When I was a child, one of the first things I learned about American history is that we used to allow some people own other people. It was called "slavery," and it was abolished in the 19th century -- first by President Lincoln via the Emancipation Proclamation, and then more comprehensively through the 13th Amendment to our Constitution. From that time forth, any ownership of one person by another was illegal.
Except there is a loophole.
What? A "loophole" in the ban against slavery, you ask? Yes, one large enough to drive a cotton gin through! It is enshrined in our Constitution, in the very Amendment that supposedly outlawed slavery. Here is the text of the 13th Amendment:
Section 1. Neither slavery nor involuntary servitude, except as a punishment for crime whereof the party shall have been duly convicted, shall exist within the United States, or any place subject to their jurisdiction.
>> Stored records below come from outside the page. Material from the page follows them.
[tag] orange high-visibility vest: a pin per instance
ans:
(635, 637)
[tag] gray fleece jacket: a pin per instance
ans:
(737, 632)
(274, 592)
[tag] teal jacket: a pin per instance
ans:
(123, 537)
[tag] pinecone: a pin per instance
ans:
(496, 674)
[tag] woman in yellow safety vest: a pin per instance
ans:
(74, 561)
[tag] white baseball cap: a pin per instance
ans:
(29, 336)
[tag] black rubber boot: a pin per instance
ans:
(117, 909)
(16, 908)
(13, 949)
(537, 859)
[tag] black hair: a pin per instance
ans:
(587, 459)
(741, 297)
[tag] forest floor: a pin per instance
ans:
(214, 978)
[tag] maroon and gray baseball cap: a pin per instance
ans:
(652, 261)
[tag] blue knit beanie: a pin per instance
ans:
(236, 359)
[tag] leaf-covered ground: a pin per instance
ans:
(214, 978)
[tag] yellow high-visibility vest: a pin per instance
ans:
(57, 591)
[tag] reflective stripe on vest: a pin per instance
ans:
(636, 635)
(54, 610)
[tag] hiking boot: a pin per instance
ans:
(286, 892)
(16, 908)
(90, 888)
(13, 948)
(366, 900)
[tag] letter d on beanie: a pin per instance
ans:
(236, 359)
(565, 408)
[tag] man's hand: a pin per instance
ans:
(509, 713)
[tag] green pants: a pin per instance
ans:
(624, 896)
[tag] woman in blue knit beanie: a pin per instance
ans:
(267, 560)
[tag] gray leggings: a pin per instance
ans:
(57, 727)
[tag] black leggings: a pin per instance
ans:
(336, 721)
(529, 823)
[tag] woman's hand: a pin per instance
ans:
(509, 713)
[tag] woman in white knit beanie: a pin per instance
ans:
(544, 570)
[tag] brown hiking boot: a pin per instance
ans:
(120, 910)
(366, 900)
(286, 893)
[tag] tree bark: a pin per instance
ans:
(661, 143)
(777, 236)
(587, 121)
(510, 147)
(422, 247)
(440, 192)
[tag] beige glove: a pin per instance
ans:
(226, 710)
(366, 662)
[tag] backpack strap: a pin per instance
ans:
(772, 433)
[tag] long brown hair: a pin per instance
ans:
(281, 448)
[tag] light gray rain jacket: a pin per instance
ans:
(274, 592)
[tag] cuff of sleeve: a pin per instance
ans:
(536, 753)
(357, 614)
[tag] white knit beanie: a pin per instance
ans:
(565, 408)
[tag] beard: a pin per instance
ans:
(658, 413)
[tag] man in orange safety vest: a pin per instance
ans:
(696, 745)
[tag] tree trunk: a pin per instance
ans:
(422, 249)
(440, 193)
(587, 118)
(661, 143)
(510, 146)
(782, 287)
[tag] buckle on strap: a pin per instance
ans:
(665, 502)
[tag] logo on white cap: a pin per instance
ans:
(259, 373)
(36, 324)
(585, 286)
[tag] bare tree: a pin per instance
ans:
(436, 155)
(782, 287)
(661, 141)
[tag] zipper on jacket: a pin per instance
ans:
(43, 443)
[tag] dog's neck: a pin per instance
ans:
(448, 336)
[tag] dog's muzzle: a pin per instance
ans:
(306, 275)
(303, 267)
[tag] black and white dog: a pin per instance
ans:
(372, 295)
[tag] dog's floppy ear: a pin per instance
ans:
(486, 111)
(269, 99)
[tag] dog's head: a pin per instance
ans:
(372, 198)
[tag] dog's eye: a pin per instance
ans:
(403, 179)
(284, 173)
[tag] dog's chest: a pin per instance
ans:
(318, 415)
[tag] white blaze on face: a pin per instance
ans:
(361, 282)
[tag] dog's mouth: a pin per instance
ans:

Section 2. Congress shall have power to enforce this article by appropriate legislation.
Did you catch the exception to the no-slavery rule? Slavery "shall exist" as a punishment for crime, as long as the person in question has been "duly convicted."
What does this have to do with Presidential Candidate Mitt Romney? Well, we have a curious relationship between prisons and private corporations in America. Increasingly, states are turning their prisons over to private companies, who not only profit from the contracts themselves, but also profit from the forced labor of the prisoners they house (never mind the exorbitant rates they charge for a phone call to a loved one). So it's a good investment. And who do you think might have invested in such a grand scheme? That's right -- Presidential Candidate Mitt Romney.
"On August 26, 1998, BCPF [a Romney-owned company] acquired 5.21 percent of [Corrections Corporation of America] Realty Investors... By December 31, 1998, BCPF owned 7.13 percent of CCA Realty Investors" (http://crooksandliars.com/karoli/mitt-romneys-undisclosed-relationship-priva)
Once you peel back the layers of legal documents and shell companies, you have an entirely legal framework (the 13th Amendment) in which a person (Mitt Romney) can own other people (mostly dark-skinned), and profit from that ownership for the duration of their criminal sentence. Throw in the fact that our criminal code and the enforcement of our laws are skewed heavily against African-Americans and other minorities ("Black males have a 32% chance of serving time in prison at some point in their lives; Hispanic males have a 17% chance; white males have a 6% chance" ~Bureau of Justice Statistics, 2008), and you have a perfectly legal back door to modern day slavery.
To be fair, Candidate Romney did not own shares in CCA Realty Investors for very long. Filings show that all shares in CCA were sold sometime between January 8 and June 30, 1999 -- so less than a year in total. He wasn't looking to own people, he just didn't mind doing so for a time in pursuit of a quick buck.
Aside from the questions this raises about our legal code and how it is used to enslave and disenfranchise minorities and the poor, this adds a whole new wrinkle to the Presidential race, because according to Ancestry.com President Obama is most likely a descendent of an African-American slave -- not through his father, who was a Kenyan citizen, but through his (mostly) White mother.
In 2012, 147 years after slavery was officially "banned" in the United States, we have a Presidential election between a White former slave-owner, and dark-skinned, bi-racial, direct descendent of African-American slaves. Will wonders never cease?